Japan, May 2014: Day One

Seven days ago, it was touch and go whether either of us would be fit enough to fly; however, we battled on and took a lot of (mostly prescribed) drugs to get here! So, after a week of drama, hospital visits and doctors appointments, we’ve finally landed in Tokyo!

With our body clock screaming 1AM, we wandered around the building site of Narita’s Terminal One in search of the elusive Post Office. We’d preordered a MiFi device (basically a mobile phone without the phone capability), so we could tether our phones and have permanent WiFi – and it was ready awaiting collection.

With nearly 6 hours to kill before we could check into the hotel, we opted for the leisurely Airport Limousine Bus to deliver us to Shinjuku Station. The drive into Tokyo passes rice fields, industrial towns and the sprawling metropolis. Rain was falling and the Tokyo traffic was predictably heavy, but the views from the elevated C1 ring road give a unique perspective on city life and the journey seemed to pass in minutes.

It was only once we’d unloaded at Shinjuku it finally hit us; we’re in Japan and despite the year of preparation, we have no idea what we’re doing. With a few hours left to kill, we dumped our suitcases in some coin lockers; paying particular attention to where the lockers were located. Shinjuku is the busiest (and possibly the largest) station in the world. Some entrances to the station are a kilometre from the tracks and there’s a bus service that takes you from the east entrance to the west… So don’t lose your bearings here.

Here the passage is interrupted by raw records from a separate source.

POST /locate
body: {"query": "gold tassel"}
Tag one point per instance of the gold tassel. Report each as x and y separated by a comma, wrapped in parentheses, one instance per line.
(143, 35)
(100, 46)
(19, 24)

Rather than hang around in the Shinjuku maze, we jumped on a train (delayed because of an earthquake at 8:34 this morning) and headed to Harajuku. Takeshita street (no laughing at the back!) is famous for street fashion and kawaii culture. It’s here you find girls dressed in the wildest, cutest, craziest clothes. Rarely are these mainstream designers, but often personal creations using the unlikeliest of accessories. Unfortunately, Harajuku has become a victim of it’s own success. Nowadays, foreign traders appear to run every other shop, with their staff wandering the street touting for business. It feels a lot more like London than it did a decade ago.

However, a loin ham and mystery cheese sandwich from Wolfgang Puck gave us the energy to go exploring. Immediately we ran into an Israeli woman (can’t remember her name!) from Cool Japan – one of our favourite NHK World programmes. Emma was star struck. I don’t know whether it was delirium from the lack of sleep or the overwhelming colour and buzz of the place, but we ploughed on, passing Carlos (a Mexican, obviously) also from Cool Japan! Exhausted and admittedly tired from traveling, we made our way back to our luggage at Shinjuku and onto our hotel.

Our hotel, the Tokyo Plaza, is located in Shinokubo – or Korea Town as it’s locally known. It may seem odd to stay in Korea Town, Tokyo; but we saw the themed rooms and couldn’t resist. We reserved the ‘Girls Generation’ room (apparently they are a big deal in the Korean music world) and it’s both awkwardly uncomfortable and hilarious at the same time… It’s like staying in a teenagers room. There’s Girls Generation posters and pillows everywhere – just think back to your bedroom growing up – it’s like that.

The area is packed with Korean Pop (K-Pop) shops and caf├ęs. I can’t imagine anything like this working in the UK, but here it seems quite acceptable, and profitable. We made a visit to 7-Eleven and picked up an assortment of ‘food’ for dinner… Now we’re ready for bed.